Multi-award winning journalist, author and screenplay writer

Ten years after her death, Whitney Houston is back on stage six nights a week…as a hologram.

The digital resurrection in Las Vegas is packing in the crowds while racking up opponents. “Ghost slavery” is how one of its critics, pop culture blogger Simon Reynolds, described the show on an ethical and economic level. But with plenty of fans prepared to pay $92 to watch An Evening With Whitney: The Whitney Houston Hologram Concert at Harrah’s casino, this residency from beyond the grave is pointing the way to a profitable new future for the entertainment business. With an Amy Whitehouse hologram tour on the way and Buddy Holly, Roy Orbison and Maria Callas already putting on spectral shows around the world, what started as a novelty freak show looks like an entertainment format that’s here to stay.

And it’s not just dead pop stars who are returning to the stage with the help of new technology. Hit-making legends ABBA recently tapped into tech and are preparing to send avatars—or as they call them “Abbatars”—out on stage in their place from next month. ABBA: The Voyage uses motion capture created by George Lucas’s company Industrial Light and Magic to show the Swedish favourites, now all in their seventies, as they were in their prime pop years. The show opens on May 27 at a 3,000 capacity arena at Queen Elizabeth Olympic Park in London and will tour the world later this year.

Meanwhile, An Evening With Whitney is poised for a world tour in 2023, when interest in the singer is due to be reignited by the release of the biopic, I Wanna Dance With Somebody, starring British actress Naomi Ackie as the tragic superstar.

Is timeless talent being exploited? Not according to the Houston family, who have signed off on these projects. When Whitney died in 2012, her estate was inherited by the singer’s daughter, Bobbi Kristina. But when Bobbi died in 2015 in circumstances similar to her mother, it came under the control of Whitney’s mother, Cissy, first, then Whitney’s brothers Gary and Michael. Now, her sister-in-law and former manager, Pat Houston, is the executor of the estate, and has given BASE Entertainment the go ahead to develop the hologram show.

But some currently-breathing pop icons are taking a “not over my dead body” approach to the trend, making sure their families get the message loud and clear. At a press conference for his farewell tour, Elton John insisted he didn’t want a holographic version of himself playing the hits in future. “I said to my eldest son, ‘When Daddy dies, promise me there won’t be a hologram of me going around the world doing concerts. That’s the last thing I want.”

Elton, who is the father of two songs by a surrogate, added, “Who knows? They may go broke and they’ll put me back on the f—ing stage! I think that’s a bit freaky.”

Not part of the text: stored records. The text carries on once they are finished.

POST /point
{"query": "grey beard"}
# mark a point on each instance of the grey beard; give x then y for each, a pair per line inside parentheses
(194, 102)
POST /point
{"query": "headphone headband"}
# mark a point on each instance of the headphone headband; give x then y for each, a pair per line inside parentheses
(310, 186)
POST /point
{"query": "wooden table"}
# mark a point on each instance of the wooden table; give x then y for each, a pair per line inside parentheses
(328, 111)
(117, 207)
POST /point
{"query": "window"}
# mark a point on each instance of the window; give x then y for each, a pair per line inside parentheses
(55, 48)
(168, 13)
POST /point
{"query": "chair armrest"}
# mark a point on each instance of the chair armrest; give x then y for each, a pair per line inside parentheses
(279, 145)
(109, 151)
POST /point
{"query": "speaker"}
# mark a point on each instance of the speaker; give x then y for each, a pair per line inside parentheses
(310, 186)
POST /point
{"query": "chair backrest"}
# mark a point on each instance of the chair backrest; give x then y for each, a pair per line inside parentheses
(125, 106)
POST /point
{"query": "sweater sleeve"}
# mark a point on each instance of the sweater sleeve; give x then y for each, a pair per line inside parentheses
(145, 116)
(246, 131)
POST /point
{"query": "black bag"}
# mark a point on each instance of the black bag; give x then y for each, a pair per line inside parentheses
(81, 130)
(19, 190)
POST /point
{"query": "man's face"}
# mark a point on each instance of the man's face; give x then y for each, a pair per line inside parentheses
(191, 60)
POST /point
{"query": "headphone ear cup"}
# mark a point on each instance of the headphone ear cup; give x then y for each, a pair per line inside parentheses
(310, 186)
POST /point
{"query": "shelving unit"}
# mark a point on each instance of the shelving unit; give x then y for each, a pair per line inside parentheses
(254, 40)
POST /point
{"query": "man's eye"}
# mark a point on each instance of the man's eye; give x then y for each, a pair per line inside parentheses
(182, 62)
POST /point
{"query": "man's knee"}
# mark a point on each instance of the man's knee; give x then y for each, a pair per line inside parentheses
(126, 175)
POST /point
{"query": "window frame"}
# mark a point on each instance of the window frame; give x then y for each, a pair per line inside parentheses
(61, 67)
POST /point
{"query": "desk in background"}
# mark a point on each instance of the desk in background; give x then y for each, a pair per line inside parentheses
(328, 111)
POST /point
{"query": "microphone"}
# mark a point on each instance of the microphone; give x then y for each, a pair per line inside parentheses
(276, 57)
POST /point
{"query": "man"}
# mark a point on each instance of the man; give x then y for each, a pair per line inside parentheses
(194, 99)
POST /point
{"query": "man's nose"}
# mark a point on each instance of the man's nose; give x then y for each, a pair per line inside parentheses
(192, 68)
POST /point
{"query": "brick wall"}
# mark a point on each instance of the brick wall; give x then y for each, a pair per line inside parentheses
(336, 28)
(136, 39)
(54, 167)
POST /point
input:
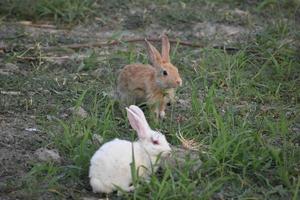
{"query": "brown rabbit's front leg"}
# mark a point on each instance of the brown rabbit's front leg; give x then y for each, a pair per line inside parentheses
(162, 108)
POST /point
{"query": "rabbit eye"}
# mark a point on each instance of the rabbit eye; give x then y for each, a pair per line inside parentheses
(154, 141)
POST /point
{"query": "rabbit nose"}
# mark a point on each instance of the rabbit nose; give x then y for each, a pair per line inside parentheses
(179, 82)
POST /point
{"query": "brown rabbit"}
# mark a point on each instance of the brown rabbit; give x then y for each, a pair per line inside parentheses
(154, 84)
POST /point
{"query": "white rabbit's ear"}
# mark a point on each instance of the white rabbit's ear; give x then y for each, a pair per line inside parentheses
(165, 52)
(153, 54)
(138, 124)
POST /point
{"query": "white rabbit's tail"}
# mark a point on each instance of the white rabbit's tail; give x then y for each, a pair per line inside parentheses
(98, 186)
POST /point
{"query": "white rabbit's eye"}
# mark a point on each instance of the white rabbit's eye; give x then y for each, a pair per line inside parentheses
(154, 141)
(165, 73)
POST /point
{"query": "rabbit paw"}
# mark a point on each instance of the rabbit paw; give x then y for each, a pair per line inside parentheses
(128, 189)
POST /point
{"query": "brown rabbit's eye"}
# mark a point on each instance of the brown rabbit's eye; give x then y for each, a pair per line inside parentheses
(154, 141)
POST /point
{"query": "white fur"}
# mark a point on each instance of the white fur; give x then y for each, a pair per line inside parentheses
(110, 165)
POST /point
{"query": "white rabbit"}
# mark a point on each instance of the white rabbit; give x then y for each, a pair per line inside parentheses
(110, 165)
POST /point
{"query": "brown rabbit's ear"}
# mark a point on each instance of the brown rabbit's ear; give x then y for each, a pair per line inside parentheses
(165, 48)
(154, 55)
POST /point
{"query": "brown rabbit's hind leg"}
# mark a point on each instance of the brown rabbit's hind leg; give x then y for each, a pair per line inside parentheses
(162, 108)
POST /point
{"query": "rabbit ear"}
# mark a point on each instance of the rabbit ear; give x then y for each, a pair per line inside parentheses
(153, 54)
(138, 123)
(165, 48)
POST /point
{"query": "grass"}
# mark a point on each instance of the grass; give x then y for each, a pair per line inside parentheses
(243, 108)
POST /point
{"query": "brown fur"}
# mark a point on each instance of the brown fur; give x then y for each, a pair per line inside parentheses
(138, 83)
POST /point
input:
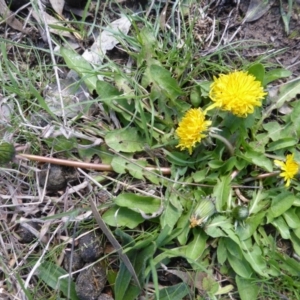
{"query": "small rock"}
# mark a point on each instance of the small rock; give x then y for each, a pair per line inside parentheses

Other stadium-filling music legends, like Paul McCartney and The Rolling Stones, will soon have to decide if their performing days will end with their retirement or if technology can keep them on tour for future generations.

It was in 2012, just two months after Whitney was found dead at age 48 in her bathtub at the Beverly Hilton Hotel with drugs in her system, that we saw the first of these simulated performances. That came at Coachella when a hologram of Tupac Shakur performed with Snoop Dogg and Dr. Dre. The headline hitting spectacle ushered in a new era of immersive entertainment, familiar to us all now via museums and theme parks.

The debate about the ethics and importance of such concerts continues to rage. To some, they are a technical marvel that continues the legacy of great artists; to others, they’re just a tawdry cash-in. Where promoters are concerned, they are a dream. After all, the digital artist never gets sick, demands a private jet, or complains about being worked too hard or not having the right colour M&Ms in their dressing room. But, as in all things, the audience will ultimately be the judge.

Whitney Houston’s hologram residency at a 544-seat theatre in Las Vegas—an entertainment mecca where tribute acts and celebrity impersonators have long pulled in the crowds—is something of a test case for the whole format. The show has no end date, and if Holo-Whitney keeps pulling in the fans while belting out hits like “Saving All My Love For You,” “I Wanna Dance With Somebody” and “I Will Always Love You,” one of the greatest voices of all time could well be a trailblazer for the future of the concert business.